Mais
désormais, on parle d'un mystère de l'homme, c'est-à-dire d'une
dimension cachée du cœur de l'homme, de cette « étincelle
divine », de ce « germe divin qui a été déposé en lui » (GS,
n°3 §2). On caractérise la conscience de la même manière, non pas
comme un jugement qui permet de distinguer le bien et le mal, mais plutôt
comme « le centre le plus secret de l'homme, le sanctuaire où il est
seul avec Dieu » (n°16). La conscience apparaît dans le texte comme le
cœur du mystère de l'homme et finalement comme la part divine dans
l'homme.
Certainement,
il est un peu hasardeux de chercher à déchiffrer ce que l'on pourrait
appeler la pure pensée du Concile, son anthropologie cachée. On sent que
le mouvement du texte est encombré par des retours, des corrections et
des réticences... Mais la direction ébauchée tend à retrouver l'idée
d'une « divinité » de l'homme, idée que l'on rencontre chez Maître
Eckhart, lorsqu'il parle d'un fond incréé et incréable de l'âme. Le
jeune abbé Wojtyla la développait déjà en 1950 dans un article
important qu'il fit paraître justement sous ce titre : « Le mystère de
l'homme » (et qui est recueilli dans l'ouvrage intitulé En esprit et
en vérité, paru en français en 1980). Devenu évêque, ce jeune
abbé prit une part active à l'élaboration du "schéma XIII"

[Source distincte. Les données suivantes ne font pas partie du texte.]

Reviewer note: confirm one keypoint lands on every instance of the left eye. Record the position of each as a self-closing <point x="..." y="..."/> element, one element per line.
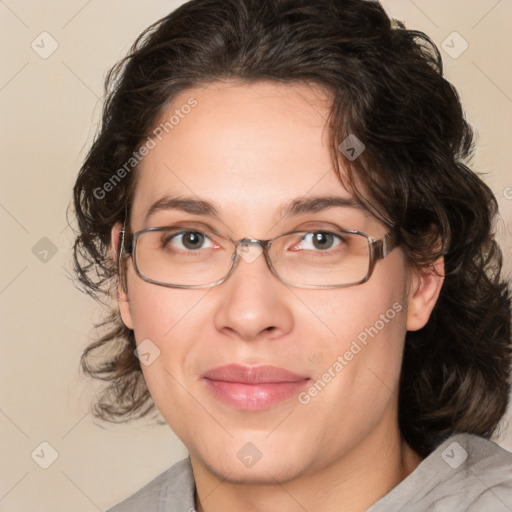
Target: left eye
<point x="319" y="240"/>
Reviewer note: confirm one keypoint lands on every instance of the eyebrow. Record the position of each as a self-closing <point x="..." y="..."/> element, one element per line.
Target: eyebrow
<point x="293" y="208"/>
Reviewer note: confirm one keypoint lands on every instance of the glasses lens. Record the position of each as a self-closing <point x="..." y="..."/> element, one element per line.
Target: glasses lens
<point x="181" y="257"/>
<point x="321" y="258"/>
<point x="175" y="256"/>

qui donna naissance finalement à la constitution pastorale Gaudium et
spes. Une fois pape, sous le nom de Jean Paul II, il accorda à ces
paragraphes fondamentaux de Gaudium et spes une importance
capitale, alors même que bien d'autres experts en la matière ne
soufflent mot de la révolution intellectuelle qui s'opère ici.
Il
est clair pourtant, que dans leur dialogue avec l'immanentisme moderne,
c'est tout naturellement que les Pères vont rencontrer, sans
l'approfondir outre mesure, cette idée de la divinité de l'âme humaine.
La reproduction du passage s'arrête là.